In healthy subjects, supratherapeutic doses of rilpivirine (75 mg once daily and 300 mg once daily) have been shown to prolong the QTc interval of the electrocardiogram [See Drug Interactions (7) and Clinical Pharmacology (12.2)]. COMPLERA should be used with caution when coadministered with a drug with a known risk of Torsade de Pointes.

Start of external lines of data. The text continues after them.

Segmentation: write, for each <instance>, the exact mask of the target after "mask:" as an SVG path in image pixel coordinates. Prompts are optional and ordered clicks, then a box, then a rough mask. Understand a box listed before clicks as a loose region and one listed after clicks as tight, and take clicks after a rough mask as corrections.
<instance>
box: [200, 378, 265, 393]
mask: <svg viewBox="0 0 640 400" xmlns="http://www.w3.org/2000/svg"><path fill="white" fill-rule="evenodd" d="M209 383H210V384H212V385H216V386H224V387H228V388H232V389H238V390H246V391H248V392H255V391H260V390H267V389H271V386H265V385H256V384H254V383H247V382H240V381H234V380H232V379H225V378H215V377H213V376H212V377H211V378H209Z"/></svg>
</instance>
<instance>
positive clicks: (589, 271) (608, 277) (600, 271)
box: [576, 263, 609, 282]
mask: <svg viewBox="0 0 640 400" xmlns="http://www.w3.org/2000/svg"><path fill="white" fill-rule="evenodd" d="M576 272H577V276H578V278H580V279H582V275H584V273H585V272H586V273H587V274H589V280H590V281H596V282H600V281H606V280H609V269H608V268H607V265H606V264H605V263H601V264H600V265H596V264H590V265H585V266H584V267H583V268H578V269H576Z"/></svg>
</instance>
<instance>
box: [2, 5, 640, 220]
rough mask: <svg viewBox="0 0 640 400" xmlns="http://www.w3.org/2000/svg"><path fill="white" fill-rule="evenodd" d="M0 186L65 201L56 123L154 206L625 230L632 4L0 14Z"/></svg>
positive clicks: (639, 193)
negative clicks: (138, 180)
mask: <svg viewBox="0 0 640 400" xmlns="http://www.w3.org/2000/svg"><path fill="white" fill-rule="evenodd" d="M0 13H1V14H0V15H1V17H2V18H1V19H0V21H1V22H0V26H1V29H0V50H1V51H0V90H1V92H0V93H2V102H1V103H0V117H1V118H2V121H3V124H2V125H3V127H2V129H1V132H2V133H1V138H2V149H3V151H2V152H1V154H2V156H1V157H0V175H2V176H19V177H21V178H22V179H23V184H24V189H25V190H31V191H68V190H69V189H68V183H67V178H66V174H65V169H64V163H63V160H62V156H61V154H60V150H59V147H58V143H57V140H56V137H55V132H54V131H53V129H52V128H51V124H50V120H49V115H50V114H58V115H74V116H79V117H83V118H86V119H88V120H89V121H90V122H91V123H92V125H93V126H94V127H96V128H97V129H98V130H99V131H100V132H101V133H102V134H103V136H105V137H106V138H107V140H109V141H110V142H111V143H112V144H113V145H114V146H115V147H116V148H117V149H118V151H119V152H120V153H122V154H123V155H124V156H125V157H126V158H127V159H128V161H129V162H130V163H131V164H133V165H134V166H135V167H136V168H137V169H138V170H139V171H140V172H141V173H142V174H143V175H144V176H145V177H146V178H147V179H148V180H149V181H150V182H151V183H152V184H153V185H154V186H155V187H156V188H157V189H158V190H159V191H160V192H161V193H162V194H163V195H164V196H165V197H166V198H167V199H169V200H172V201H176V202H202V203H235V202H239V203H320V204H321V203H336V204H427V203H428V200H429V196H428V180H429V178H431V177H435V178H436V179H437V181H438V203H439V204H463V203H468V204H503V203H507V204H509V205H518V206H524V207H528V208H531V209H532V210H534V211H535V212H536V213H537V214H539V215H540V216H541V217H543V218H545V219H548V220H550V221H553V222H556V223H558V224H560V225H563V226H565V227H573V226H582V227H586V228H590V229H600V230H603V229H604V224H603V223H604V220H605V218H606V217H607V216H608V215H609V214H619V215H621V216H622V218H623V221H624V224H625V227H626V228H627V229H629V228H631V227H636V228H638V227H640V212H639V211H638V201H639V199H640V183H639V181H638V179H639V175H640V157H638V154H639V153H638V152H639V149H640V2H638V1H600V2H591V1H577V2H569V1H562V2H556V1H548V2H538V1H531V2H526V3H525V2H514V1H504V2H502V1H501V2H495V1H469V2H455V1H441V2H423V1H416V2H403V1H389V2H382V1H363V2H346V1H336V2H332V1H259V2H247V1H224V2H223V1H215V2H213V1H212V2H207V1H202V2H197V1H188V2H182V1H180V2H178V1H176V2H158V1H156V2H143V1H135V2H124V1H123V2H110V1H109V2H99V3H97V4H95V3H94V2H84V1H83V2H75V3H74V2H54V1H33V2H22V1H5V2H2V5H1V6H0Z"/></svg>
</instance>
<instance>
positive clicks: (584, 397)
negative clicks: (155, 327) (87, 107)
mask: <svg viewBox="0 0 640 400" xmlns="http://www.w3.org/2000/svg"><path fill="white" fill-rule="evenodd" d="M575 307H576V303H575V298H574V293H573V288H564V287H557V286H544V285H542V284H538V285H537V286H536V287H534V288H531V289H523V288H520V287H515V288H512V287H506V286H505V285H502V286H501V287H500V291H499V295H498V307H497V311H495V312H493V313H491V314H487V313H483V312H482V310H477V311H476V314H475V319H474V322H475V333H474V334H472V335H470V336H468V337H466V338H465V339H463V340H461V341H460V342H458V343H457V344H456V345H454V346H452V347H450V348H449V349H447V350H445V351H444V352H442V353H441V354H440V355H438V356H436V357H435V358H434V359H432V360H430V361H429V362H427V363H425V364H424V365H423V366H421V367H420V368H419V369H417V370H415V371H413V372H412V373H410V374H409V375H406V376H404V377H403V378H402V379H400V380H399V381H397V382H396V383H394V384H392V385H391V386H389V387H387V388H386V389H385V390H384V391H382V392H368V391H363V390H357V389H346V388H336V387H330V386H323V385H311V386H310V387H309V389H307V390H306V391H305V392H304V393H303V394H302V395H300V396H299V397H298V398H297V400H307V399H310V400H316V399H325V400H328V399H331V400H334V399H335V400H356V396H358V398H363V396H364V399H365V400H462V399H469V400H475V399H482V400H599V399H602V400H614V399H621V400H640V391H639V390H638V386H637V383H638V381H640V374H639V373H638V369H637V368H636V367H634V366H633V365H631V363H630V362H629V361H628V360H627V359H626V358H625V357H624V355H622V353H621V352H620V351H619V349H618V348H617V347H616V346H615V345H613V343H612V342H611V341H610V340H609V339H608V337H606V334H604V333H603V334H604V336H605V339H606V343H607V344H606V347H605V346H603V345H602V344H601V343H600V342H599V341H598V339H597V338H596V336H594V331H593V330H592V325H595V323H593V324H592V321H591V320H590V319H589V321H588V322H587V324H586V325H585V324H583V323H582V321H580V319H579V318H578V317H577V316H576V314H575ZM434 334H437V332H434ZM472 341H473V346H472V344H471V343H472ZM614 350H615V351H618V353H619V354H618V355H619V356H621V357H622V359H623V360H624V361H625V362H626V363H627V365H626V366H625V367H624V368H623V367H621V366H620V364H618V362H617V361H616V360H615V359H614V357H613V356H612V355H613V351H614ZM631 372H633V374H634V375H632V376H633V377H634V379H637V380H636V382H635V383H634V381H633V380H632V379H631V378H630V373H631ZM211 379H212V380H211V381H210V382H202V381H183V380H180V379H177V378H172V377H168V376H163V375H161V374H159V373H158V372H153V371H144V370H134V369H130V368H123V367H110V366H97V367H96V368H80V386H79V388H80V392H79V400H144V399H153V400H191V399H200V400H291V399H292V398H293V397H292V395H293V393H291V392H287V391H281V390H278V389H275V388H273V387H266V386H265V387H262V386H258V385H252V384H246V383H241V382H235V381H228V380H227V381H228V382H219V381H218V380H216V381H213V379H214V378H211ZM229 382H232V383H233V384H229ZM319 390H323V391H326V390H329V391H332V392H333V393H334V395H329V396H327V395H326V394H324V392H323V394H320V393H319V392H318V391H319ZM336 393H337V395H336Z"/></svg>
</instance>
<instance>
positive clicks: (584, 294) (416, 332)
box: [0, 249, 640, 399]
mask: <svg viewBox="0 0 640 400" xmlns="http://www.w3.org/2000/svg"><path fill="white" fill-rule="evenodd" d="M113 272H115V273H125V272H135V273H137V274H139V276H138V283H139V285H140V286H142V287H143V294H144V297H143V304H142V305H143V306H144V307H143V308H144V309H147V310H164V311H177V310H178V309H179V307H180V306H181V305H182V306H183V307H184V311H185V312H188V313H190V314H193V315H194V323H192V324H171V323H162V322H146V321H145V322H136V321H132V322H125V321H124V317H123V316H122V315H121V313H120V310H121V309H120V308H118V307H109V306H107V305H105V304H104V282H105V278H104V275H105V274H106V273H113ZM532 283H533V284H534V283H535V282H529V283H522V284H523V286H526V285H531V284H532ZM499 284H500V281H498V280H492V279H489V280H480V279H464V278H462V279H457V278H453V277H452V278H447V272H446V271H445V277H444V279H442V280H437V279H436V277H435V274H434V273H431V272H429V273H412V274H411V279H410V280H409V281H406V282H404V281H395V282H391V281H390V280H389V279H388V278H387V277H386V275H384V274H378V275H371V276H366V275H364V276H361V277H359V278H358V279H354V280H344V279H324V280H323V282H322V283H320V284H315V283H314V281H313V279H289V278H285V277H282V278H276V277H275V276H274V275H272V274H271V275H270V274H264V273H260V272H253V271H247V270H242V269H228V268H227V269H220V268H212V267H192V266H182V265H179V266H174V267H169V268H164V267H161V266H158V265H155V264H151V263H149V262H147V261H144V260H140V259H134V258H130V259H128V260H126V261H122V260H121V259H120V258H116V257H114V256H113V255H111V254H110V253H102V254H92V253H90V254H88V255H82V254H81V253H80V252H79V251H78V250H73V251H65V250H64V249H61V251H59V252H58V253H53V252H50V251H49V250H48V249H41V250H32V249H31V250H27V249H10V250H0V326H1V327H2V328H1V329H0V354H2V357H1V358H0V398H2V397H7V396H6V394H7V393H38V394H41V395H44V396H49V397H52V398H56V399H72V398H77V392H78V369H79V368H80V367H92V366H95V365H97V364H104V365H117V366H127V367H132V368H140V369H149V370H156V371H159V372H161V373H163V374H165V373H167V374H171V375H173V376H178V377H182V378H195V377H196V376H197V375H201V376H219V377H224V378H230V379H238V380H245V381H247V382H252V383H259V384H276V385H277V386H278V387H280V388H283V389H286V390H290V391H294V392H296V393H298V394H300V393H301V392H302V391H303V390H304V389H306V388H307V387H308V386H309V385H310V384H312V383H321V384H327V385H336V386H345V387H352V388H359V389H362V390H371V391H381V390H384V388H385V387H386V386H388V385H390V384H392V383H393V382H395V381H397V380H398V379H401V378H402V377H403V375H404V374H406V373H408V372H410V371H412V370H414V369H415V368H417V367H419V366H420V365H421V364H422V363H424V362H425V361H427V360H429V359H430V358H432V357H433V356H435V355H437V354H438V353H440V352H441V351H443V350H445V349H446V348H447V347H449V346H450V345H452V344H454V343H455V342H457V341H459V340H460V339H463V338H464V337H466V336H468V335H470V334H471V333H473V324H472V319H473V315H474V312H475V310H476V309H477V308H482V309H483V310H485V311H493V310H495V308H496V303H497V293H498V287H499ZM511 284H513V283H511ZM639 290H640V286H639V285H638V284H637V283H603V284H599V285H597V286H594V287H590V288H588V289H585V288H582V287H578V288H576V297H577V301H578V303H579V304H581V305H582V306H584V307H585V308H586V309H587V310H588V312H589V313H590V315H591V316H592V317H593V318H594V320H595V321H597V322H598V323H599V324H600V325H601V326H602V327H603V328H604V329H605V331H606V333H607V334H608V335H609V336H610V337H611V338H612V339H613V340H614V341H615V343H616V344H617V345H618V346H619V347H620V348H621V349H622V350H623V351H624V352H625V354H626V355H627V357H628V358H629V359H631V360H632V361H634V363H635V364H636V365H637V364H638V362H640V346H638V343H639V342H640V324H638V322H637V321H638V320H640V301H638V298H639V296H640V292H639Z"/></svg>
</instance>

The adverse reaction depressive disorders (depressed mood, depression, dysphoria, major depression, mood altered, negative thoughts, suicide attempt, suicidal ideation) has been reported with rilpivirine. During the Phase 3 trials (N=1368) through 96 weeks, the incidence of depressive disorders (regardless of causality, severity) reported among rilpivirine (N=686) or efavirenz (N=682) was 9% and 8%, respectively. Most events were mild or moderate in severity. The incidence of Grade 3 and 4 depressive disorders (regardless of causality) was 1% for both rilpivirine and efavirenz. The incidence of discontinuation due to depressive disorders among rilpivirine or efavirenz was 1% in each arm. Suicidal ideation was reported in 4 subjects in each arm while suicide attempt was reported in 2 subjects in the rilpivirine arm. Patients with severe depressive symptoms should seek immediate medical evaluation to assess the possibility that the symptoms are related to COMPLERA, and if so, to determine whether the risks of continued therapy outweigh the benefits.